Guest blog by Jennifer Repp, Graduate Researcher, University of Delaware College of Earth, Ocean, and Environment
What’s that noise? A quiet pinging in the distance? It’s getting closer. Okay, definitely a ping. It’s so fast, yet steady. It bounces off your side, echoing like a wave. What could it be? So quiet, so constant … and then, gone.
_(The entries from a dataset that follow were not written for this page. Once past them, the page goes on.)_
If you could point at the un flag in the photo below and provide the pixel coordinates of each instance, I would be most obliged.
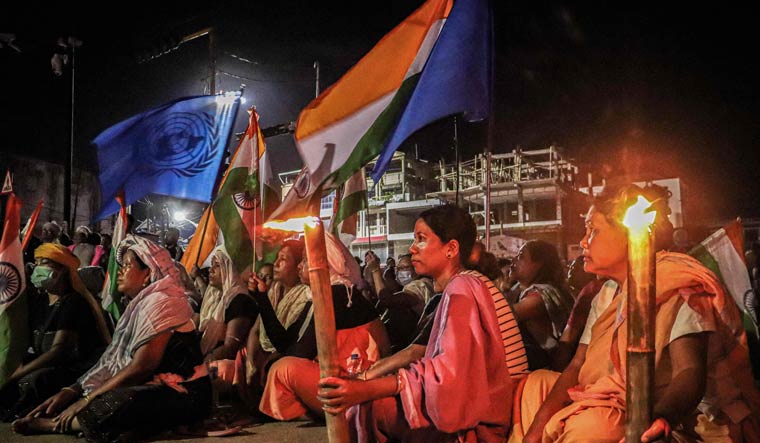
(173, 150)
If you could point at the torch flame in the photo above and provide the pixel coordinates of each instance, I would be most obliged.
(638, 216)
(293, 224)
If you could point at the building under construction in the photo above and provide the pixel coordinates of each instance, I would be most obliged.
(534, 194)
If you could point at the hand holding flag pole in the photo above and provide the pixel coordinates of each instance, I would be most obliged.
(324, 314)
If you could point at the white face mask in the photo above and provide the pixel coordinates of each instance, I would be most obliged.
(404, 277)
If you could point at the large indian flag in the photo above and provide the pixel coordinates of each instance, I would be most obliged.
(723, 253)
(434, 64)
(247, 195)
(13, 304)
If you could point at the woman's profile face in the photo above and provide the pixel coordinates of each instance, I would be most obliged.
(605, 246)
(524, 269)
(303, 270)
(285, 267)
(428, 251)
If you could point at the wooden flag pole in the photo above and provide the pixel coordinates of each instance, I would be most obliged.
(324, 320)
(641, 320)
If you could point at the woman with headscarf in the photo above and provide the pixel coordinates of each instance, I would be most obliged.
(544, 304)
(291, 385)
(286, 307)
(145, 381)
(65, 336)
(460, 391)
(702, 387)
(227, 311)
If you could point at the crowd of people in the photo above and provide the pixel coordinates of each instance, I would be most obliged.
(445, 343)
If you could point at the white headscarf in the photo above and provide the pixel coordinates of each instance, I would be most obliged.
(215, 302)
(159, 307)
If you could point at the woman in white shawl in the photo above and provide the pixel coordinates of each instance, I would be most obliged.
(291, 384)
(289, 300)
(227, 312)
(144, 382)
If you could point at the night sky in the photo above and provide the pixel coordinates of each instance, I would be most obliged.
(637, 87)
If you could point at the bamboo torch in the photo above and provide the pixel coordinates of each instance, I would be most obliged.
(641, 319)
(324, 315)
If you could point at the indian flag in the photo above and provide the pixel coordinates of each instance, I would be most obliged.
(13, 307)
(723, 253)
(436, 63)
(110, 296)
(247, 195)
(350, 198)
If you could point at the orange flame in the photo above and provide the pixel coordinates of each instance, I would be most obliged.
(638, 216)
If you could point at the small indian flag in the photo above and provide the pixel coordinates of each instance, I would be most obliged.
(248, 194)
(723, 253)
(434, 64)
(110, 296)
(350, 198)
(13, 304)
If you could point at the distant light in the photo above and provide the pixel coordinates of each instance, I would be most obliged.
(639, 215)
(228, 97)
(293, 224)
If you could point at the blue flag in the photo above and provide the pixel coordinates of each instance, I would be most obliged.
(457, 77)
(175, 149)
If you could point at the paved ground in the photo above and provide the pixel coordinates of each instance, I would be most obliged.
(277, 432)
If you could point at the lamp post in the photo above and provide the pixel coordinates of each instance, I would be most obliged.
(641, 319)
(324, 315)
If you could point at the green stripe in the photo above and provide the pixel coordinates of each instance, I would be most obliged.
(373, 141)
(349, 206)
(13, 336)
(113, 269)
(228, 217)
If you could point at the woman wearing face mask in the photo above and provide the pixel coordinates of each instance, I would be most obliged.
(65, 340)
(401, 310)
(544, 305)
(148, 379)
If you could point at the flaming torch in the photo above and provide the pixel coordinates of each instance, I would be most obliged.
(641, 318)
(324, 315)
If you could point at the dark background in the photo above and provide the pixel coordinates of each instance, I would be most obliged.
(643, 88)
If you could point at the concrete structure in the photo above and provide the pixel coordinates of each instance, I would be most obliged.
(535, 194)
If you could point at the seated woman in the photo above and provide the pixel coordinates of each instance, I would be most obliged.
(291, 384)
(461, 389)
(145, 380)
(66, 340)
(290, 300)
(227, 312)
(543, 305)
(703, 389)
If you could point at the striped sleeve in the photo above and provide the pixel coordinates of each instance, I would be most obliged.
(514, 348)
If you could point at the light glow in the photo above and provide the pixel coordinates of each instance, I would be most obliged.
(293, 224)
(638, 216)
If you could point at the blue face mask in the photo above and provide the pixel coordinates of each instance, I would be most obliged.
(44, 277)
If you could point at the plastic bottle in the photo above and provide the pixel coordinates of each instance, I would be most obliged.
(354, 366)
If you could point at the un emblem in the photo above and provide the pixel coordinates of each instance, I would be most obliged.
(184, 144)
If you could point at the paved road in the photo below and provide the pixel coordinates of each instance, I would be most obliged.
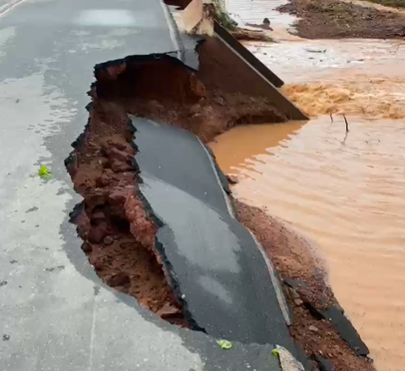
(217, 264)
(55, 314)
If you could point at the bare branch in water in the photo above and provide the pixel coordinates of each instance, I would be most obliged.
(347, 124)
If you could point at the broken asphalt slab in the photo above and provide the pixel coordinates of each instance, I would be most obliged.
(66, 319)
(220, 275)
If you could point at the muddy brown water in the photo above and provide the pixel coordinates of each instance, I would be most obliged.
(345, 195)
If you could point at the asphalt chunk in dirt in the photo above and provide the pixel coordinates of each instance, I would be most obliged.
(309, 297)
(118, 236)
(324, 19)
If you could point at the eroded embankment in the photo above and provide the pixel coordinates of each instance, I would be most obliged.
(118, 233)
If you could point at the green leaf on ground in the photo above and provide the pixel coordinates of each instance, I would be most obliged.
(44, 172)
(224, 344)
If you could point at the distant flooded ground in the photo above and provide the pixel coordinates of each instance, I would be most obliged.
(344, 191)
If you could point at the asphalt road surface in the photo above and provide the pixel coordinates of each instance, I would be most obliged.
(55, 314)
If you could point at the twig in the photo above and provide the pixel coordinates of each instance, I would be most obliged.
(347, 124)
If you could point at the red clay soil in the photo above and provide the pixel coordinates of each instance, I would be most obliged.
(206, 103)
(325, 19)
(294, 259)
(118, 235)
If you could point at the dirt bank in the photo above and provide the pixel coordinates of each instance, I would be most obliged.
(295, 261)
(113, 220)
(118, 234)
(207, 102)
(324, 19)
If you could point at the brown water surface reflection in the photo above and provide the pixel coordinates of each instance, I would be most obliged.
(346, 193)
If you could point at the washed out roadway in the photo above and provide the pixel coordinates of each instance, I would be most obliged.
(55, 314)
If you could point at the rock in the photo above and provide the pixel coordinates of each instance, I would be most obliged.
(117, 200)
(108, 240)
(197, 87)
(99, 215)
(219, 100)
(298, 302)
(98, 233)
(119, 279)
(114, 153)
(120, 167)
(232, 179)
(87, 247)
(167, 310)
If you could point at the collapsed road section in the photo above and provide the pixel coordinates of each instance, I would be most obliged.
(153, 189)
(155, 220)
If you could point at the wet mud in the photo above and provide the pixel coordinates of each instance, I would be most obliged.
(113, 220)
(206, 102)
(305, 288)
(372, 98)
(344, 194)
(324, 19)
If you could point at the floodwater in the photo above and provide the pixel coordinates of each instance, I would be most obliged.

For you, a derelict crab pot from Delaware’s Indian River Bay, this will turn out to be a very unusual day. Up to 20,000 pots from Delaware’s recreational blue crab fishery may sit on the murky bottom of Delaware’s Inland Bays, getting swept around by the currents and mired in the mud. There, they await rescue – inadvertently scraping across the bottom, getting in the way of boats, and continuing to ghost fish by trapping crabs, fish, and other wildlife. Unfortunately, their buoys have been ripped free, and they sit unmarked, so no fisher will harvest the valuable blue crabs or release the vulnerable diamondback terrapins possibly ensnared within each pot.
It’s January 2021, in the midst of the off-season for the blue crab fishery, when you hear this gently pinging boat approach. It passes by once, twice, a strong hook grabs you and hoists you out of the mud, up into the sunlight.
And what of your rescuers? They are dedicated volunteers who come together in 30-degree weather with the mission of finding and removing as many derelict crab pots as possible. The project, led by the University of Delaware and Delaware Sea Grant, with the support of a NOAA Marine Debris removal grant, is identifying and recovering derelict crab pots lost and abandoned in Delaware’s Indian River Bay. This year, in only a day and a half, volunteers were able to remove 75 pots. Next year, with more sonar devices and round up events, their goal is to remove an additional 500.
Now, back to that pinging. The noise you heard was from side-scan sonar, the technology that made your rescue possible. Low-cost and high-quality, the Humminbird Solix sonar system sends out sound waves, or pings, towards the bay floor. It listens to their echoes and creates images of the bottom and the objects on it, including crab pots. Researchers stitch this imagery together into an acoustic map of the bay floor and mark all the crab pots with points. During a recovery mission, volunteers motor to the points and use live sonar systems that serve as an underwater acoustic live-stream video to accurately aim their grappling hooks at the pots, otherwise invisible from the surface.
In addition to side-scan and live sonar, researchers at the University of Delaware are working to apply other advanced technologies to improve their efficiency at recovering derelict crab pots. They are deploying side-scan sonar on an autonomous surface vessel to survey the Inland Bays more efficiently than manned vessels alone. They are also developing machine-learning object detection methods to identify crab pots in the sonar imagery faster than humans can.
After recovery, some derelict crab pots will be refurbished and have another chance at fishing, others will become part of the Partnership for the Delaware Estuary’s living shoreline experiments, and the remainder will be recycled, all resting easy knowing that they are no longer ghost fishing and harming the Inland Bays’ environment.